Egocentric Bias in Vision-Language Models
arXiv:2602.15892v1 Announce Type: cross Abstract: Visual perspective taking--inferring how the world appears from another's viewpoint--is foundational to social cognition. We introduce FlipSet, a diagnostic benchmark for Level-2 visual perspective taking (L2 VPT) in vision-language models. The task requires simulating 180-degree rotations of 2D character strings from another agent's perspective, isolating spatial transformation from 3D scene complexity. Evaluating 103 VLMs reveals systematic egocentric bias: the vast majority perform below chance, with roughly three-quarters of errors reproducing the camera viewpoint. Control experiments expose a compositional deficit--models achieve high theory-of-mind accuracy and above-chance mental rotation in isolation, yet fail catastrophically when integration is required. This dissociation indicates that current VLMs lack the mechanisms needed to bind social awareness to spatial operations, suggesting fundamental limitations in model-based spa
arXiv:2602.15892v1 Announce Type: cross Abstract: Visual perspective taking--inferring how the world appears from another's viewpoint--is foundational to social cognition. We introduce FlipSet, a diagnostic benchmark for Level-2 visual perspective taking (L2 VPT) in vision-language models. The task requires simulating 180-degree rotations of 2D character strings from another agent's perspective, isolating spatial transformation from 3D scene complexity. Evaluating 103 VLMs reveals systematic egocentric bias: the vast majority perform below chance, with roughly three-quarters of errors reproducing the camera viewpoint. Control experiments expose a compositional deficit--models achieve high theory-of-mind accuracy and above-chance mental rotation in isolation, yet fail catastrophically when integration is required. This dissociation indicates that current VLMs lack the mechanisms needed to bind social awareness to spatial operations, suggesting fundamental limitations in model-based spatial reasoning. FlipSet provides a cognitively grounded testbed for diagnosing perspective-taking capabilities in multimodal systems.
Executive Summary
This article introduces FlipSet, a diagnostic benchmark for Level-2 visual perspective taking (L2 VPT) in vision-language models (VLMs). The study reveals systematic egocentric bias in 103 VLMs, with most models performing below chance. The results indicate fundamental limitations in model-based spatial reasoning, specifically the inability to bind social awareness to spatial operations. The study also exposes a compositional deficit, where models excel in isolated tasks but fail when integration is required. The findings suggest that current VLMs lack the necessary mechanisms for perspective-taking capabilities, highlighting the need for more cognitively grounded testbeds. The study sheds light on the limitations of current VLMs and provides a framework for future research to address these gaps.
Key Points
- ▸ Egocentric bias is a fundamental limitation in current vision-language models.
- ▸ FlipSet provides a diagnostic benchmark for Level-2 visual perspective taking (L2 VPT).
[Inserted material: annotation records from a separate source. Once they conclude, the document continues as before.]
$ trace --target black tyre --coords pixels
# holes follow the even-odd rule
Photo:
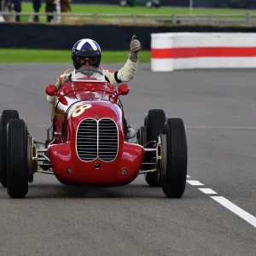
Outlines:
[[[7,186],[7,125],[11,119],[20,119],[18,111],[3,110],[0,119],[0,183]]]
[[[163,132],[166,114],[162,109],[150,109],[144,119],[146,126],[147,143],[158,141],[158,136]],[[151,148],[154,143],[150,143],[147,147]],[[145,180],[149,186],[160,186],[159,175],[157,172],[148,172],[145,174]]]
[[[22,119],[10,119],[7,126],[7,189],[11,198],[23,198],[28,191],[27,126]]]
[[[164,142],[160,174],[162,190],[168,198],[181,198],[185,191],[188,165],[186,129],[183,120],[168,119],[160,137]]]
- ▸ Current VLMs lack the mechanisms needed to bind social awareness to spatial operations.
Merits
Strengths
The study provides a comprehensive analysis of 103 VLMs, offering a thorough understanding of the limitations of current models. The introduction of FlipSet as a diagnostic benchmark is a significant contribution to the field, providing a framework for future research.
Demerits
Limitations
The study focuses primarily on Level-2 VPT, which may not generalize to more complex tasks. Additionally, the study relies on a limited dataset of 103 VLMs, which may not be representative of the broader VLM community.
Expert Commentary
The study provides a nuanced understanding of the limitations of current VLMs and highlights the need for more cognitively grounded testbeds. The introduction of FlipSet as a diagnostic benchmark is a significant contribution to the field, offering a framework for future research. However, the study's focus on Level-2 VPT and reliance on a limited dataset may limit its generalizability. Nevertheless, the study's findings have significant implications for the development of more advanced VLMs and the broader field of artificial intelligence.
Recommendations
- ✓ Recommendation 1: Researchers should prioritize the development of more advanced VLMs that can better understand human social cognition and spatial reasoning.
- ✓ Recommendation 2: Policymakers and developers should focus on creating more cognitively grounded testbeds to diagnose perspective-taking capabilities in VLMs.